Living with Modern Furniture

This is a great article about modern furniture...

Habitats
Living with Modern Furniture
The "new" aesthetic, from Bauhaus to Eames

by Nell Porter Brown


 

Elizabeth (Dean) and Heinrich Hermann live in a nondescript ranch house in Concord, Massachusetts, that was built as affordable housing for returning World War II veterans. Its simple, functional lines perfectly suit the couple’s mix of mid-century modern furniture, which includes a red, upholstered “wire diamond” chair by Harry Bertoia, an elegantly proportioned Danish sofa by an unknown designer, and a high-backed, padded black-leather chair by Charles and Ray Eames. “When I sit on or handle an Eames chair, I think, ‘I could never be as brilliant as they were,’” reports Elizabeth, Ph.D. ’96, a professor of urban design, architectural history, and landscape architecture at Rhode Island School of Design.

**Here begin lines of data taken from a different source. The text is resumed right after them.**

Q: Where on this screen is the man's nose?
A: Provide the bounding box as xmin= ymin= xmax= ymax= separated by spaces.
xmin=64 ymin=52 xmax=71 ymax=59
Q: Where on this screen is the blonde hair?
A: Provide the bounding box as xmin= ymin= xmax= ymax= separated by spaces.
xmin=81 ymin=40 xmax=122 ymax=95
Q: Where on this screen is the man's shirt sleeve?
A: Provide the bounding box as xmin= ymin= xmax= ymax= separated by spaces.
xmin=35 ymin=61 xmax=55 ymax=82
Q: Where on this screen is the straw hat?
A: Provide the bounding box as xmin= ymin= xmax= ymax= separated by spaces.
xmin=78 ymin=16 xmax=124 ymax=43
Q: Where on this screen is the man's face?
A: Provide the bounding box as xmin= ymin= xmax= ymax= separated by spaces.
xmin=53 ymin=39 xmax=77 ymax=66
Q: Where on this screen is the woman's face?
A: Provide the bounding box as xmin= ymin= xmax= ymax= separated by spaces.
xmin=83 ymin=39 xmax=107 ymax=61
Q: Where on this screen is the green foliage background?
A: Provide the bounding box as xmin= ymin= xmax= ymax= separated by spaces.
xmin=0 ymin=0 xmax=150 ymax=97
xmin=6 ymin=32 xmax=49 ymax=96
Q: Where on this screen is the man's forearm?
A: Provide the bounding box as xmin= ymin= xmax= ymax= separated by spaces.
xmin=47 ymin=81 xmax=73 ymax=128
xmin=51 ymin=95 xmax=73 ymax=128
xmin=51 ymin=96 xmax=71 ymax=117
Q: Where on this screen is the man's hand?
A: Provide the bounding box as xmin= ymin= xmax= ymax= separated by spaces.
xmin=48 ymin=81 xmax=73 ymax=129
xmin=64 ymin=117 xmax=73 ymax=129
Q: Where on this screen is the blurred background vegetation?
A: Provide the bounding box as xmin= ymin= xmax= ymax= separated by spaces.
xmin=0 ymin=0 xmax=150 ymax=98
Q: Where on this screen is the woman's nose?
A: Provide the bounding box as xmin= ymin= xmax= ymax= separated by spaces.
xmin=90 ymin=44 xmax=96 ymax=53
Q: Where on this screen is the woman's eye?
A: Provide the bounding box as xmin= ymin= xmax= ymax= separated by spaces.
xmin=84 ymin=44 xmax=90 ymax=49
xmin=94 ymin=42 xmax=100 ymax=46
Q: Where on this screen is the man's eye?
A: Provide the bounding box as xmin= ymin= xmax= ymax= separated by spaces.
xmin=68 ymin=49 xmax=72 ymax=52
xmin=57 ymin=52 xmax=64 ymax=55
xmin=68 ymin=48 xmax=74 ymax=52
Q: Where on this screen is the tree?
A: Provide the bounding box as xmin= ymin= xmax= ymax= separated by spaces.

Such enthusiasm for modernism is common among professionals in the visual fields (Heinrich, Ph.D. ’95, is an architect and historian of modern architecture). “But most people have never liked modernism,” Elizabeth allows. “North America is very traditional and many people thought modern design looked too industrial or cheap—in the case of ranch houses—or that it was trying to be too intellectual. Despite the fact that my architect grandparents had a modern home [in Wellesley, Massachusetts], my own family members are sometimes reluctant to sit on my furniture.”

In New England, at least, that sentiment is changing. Normand Mainville owns Machine Age in Boston, the region’s largest mid-twentieth-century-furniture store. He says that most of his customers are designers, artists, and architects, but that a growing segment of younger buyers of all types is also excited by the modern aesthetic. Some of them live in former industrial spaces, like lofts, and want furniture that fits that style, and others live in small apartments where efficiency is essential. “When I moved in and opened the store 15 years ago, people said that Boston was too provincial for this kind of furniture,” he says.